The Economist reports on excavations being done on Skellig Michael, an abandoned medieval monastery perched atop a desolate island off the west coast of Ireland. We know almost nothing about the people who inhabited this bit of real estate during the Middle Ages, but they have left buildings and other artifacts that witness to the austerity and rigor the Christian life demands of its adherents. At present, Ireland's Office of Public Works oversees the efforts of island caretaker Grellan Rourke, but questions are being raised about the care and quality of digging presently underway there. UNESCO, which has declared the island a "World Heritage Site" (which world? what heritage?) is getting involved, just to make sure that everything is done decently and in order. Hopefully, they'll do just that.
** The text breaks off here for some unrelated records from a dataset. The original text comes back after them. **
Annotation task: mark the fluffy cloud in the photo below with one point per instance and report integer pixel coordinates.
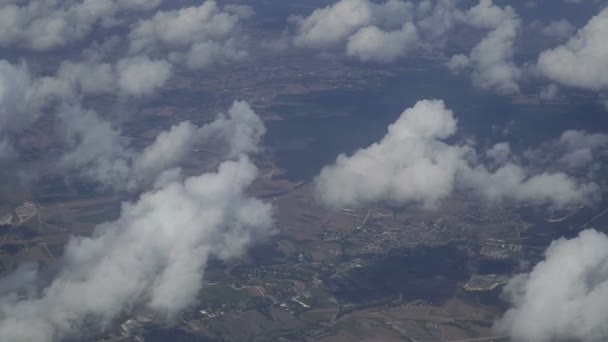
(49, 24)
(581, 61)
(413, 163)
(563, 297)
(153, 256)
(99, 155)
(373, 44)
(377, 32)
(198, 36)
(492, 59)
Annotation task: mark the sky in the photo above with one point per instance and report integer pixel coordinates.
(59, 58)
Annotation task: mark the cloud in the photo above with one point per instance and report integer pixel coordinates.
(42, 25)
(139, 76)
(581, 61)
(198, 36)
(373, 44)
(563, 297)
(560, 29)
(368, 31)
(413, 163)
(99, 155)
(152, 257)
(491, 60)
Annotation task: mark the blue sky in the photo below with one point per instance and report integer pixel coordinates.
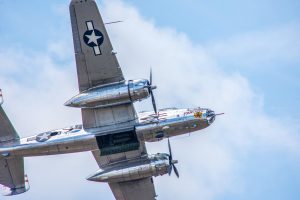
(246, 51)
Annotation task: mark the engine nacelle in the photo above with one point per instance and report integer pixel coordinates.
(156, 165)
(111, 94)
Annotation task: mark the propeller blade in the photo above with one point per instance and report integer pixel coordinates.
(153, 102)
(150, 76)
(170, 169)
(176, 171)
(170, 150)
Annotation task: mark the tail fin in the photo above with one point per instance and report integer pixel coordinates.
(12, 176)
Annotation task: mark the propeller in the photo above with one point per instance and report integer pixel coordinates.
(212, 116)
(151, 88)
(172, 162)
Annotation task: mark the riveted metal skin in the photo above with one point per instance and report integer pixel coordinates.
(111, 94)
(170, 123)
(154, 165)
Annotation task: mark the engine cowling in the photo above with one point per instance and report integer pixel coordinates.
(157, 165)
(111, 94)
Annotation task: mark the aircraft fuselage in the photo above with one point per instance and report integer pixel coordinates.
(149, 128)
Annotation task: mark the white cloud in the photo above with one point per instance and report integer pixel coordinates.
(37, 84)
(260, 48)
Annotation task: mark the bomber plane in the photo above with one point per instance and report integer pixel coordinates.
(111, 129)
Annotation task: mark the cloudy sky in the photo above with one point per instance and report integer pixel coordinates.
(238, 57)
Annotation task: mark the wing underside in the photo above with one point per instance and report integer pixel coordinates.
(12, 176)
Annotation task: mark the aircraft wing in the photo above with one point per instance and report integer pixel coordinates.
(11, 169)
(98, 65)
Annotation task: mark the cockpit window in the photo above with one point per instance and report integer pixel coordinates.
(198, 114)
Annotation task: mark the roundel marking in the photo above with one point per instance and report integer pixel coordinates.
(93, 38)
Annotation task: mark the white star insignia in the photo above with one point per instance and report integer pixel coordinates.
(43, 136)
(93, 38)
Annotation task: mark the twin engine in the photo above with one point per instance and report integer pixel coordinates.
(112, 94)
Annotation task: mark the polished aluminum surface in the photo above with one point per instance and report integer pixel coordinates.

But what guarantees do we have that they won't come in and recommend building a theme park there? Or sell off the island to some wealthy eccentric looking for a remote retirement home for his pup? The point is, having such treasures in the hands of national governments, private institutions, and international service agencies may not suit the needs of the Church in an age that is becoming increasingly hostile to the things of Christ. All the rarest manuscripts of the Old and New Testament are scattered about in museums from Russia to England and other places. The great paintings and sculptures of the Church are the possession of museums in almost every developed country. I recall an exhibition at the Walters Museum in Baltimore some years ago in which the captions accompanying beautiful medieval illustrated manuscripts treated the faith of Christ like it was a relic from a bygone era. The Library at Yale University proudly holds the original manuscripts of Jonathan Edwards, and the same is true elsewhere for most of the great thinkers and writers of the Christian past.
Church treasures are resting in the hands of those who value them primarily as relics recording the evolution of human beings and their culture. Should they decide to squrrel these away - or worse - from the public eye and the reach of Christian scholars, what do we stand to lose? Sadly, for most contemporary believers, we wouldn't lose much, because most Christians have almost no idea that there is anything like a treasury of the Church, bearing witness to Christ as King and Savior, in the form of liturgical artifacts, manuscripts, paintings and sculptures, original musical compositions, and much more, the vast majority of them in the keeping of people who do not understand and therefore cannot appreciate their real value.
I don't think anything can be done about this, except to plead with God to keep His common grace flowing to benighted curators and caretakers, that they will not in any way seek to erase, obscure, or abscond with the greatest cultural heritage of the human race, the treasures of the Church. Something to add to your prayers every now and then.